The obvious threats these generative programs pose to our society have warranted calls for a slowdown by many experts in the field, such as Apple co-founder Steve Wozniak and public intellectual Yuval Noah Harari. Yet big tech companies like Google and Microsoft have fired their A.I. ethics teams for trying to implement policies to this effect. It doesn’t matter how many people are negatively affected by these programs—they are simply the casualties of progress.

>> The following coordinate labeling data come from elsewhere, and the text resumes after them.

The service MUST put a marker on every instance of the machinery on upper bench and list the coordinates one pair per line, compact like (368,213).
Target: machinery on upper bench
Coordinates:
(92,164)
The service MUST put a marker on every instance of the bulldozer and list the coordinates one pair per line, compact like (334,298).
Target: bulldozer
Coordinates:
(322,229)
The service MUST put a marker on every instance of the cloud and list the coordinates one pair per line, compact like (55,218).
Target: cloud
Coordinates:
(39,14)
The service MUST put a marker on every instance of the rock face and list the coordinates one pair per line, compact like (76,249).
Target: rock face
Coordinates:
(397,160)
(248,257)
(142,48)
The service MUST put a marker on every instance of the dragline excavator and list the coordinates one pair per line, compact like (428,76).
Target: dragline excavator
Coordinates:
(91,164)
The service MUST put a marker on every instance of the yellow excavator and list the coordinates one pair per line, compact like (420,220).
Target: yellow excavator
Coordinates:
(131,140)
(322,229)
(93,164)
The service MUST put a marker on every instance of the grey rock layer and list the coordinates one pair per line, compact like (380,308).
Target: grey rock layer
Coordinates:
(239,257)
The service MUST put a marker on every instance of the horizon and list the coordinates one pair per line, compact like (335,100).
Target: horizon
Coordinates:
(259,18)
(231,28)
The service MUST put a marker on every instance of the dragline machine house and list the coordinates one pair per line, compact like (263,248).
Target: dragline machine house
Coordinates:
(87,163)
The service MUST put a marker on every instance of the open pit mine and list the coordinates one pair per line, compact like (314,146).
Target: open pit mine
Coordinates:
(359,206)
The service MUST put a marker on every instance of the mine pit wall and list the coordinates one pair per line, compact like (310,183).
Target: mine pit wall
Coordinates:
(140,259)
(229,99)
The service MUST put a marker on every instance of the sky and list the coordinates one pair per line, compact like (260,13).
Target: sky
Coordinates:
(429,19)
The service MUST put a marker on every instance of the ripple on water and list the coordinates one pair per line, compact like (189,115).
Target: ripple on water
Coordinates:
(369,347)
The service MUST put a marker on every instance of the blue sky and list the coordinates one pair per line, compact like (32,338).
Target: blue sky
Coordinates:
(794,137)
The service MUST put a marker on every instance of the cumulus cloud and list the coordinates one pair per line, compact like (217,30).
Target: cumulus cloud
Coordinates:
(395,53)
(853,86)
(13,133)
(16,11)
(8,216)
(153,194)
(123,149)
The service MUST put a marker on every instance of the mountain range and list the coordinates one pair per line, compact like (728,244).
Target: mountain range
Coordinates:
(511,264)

Grinding up humans for profits is nothing new: it is a central feature of capitalism. The difference this time is that it isn’t just enslaved peoples or workers being thrown into the money-making furnace. As evidenced by my fellow graduate student’s mental breakdown, even our best and brightest can be sacrificed to our new robot overlords. The A.I. tide is out at the beach and the tsunami is en route, so what do we do?
Looking back at the history of oppression, new problems need to first be named. Feminist theory taught us that women being treated as objects in the workplace was sexual harassment. Critical race theory informed us that white people having an inherent advantage that could never be obtained by non-white people was “whiteness as property.” Users of these parrots are losing touch with reality, so A.I. psychosis is a tempting moniker. Like internet addiction, people are spiraling into their machine intelligences and anthropomorphizing them into human beings, and it will only get worse. Tech developer Enias Cailliau has even created GirlfriendGPT, a companion simulator that will send you voice notes and selfies.
No matter what information is presented to those afflicted with A.I. psychosis, they will insist that their parrots are real people. Like other mental health issues, our solutions to breaking people out of this cycle are similar. Aversion therapy with a negative stimulus whenever they interact with a chatbot. Exposure therapy to glitches/breaks in the A.I. behaviors to prove that these digital personalities aren’t real. And, most importantly, nature therapy to get them away from the screens which continue to destroy their lives. Go touch some grass, as they say.
Reality is not the same as science fiction, even though we are living in a science fictional world. We don’t need to worry about androids being able to pass the Voight-Kampff empathy test from Bladerunner anytime soon—it is people who are transforming themselves into machines.
Jess Flarity is a PhD candidate at the University of New Hampshire studying science fiction and gender.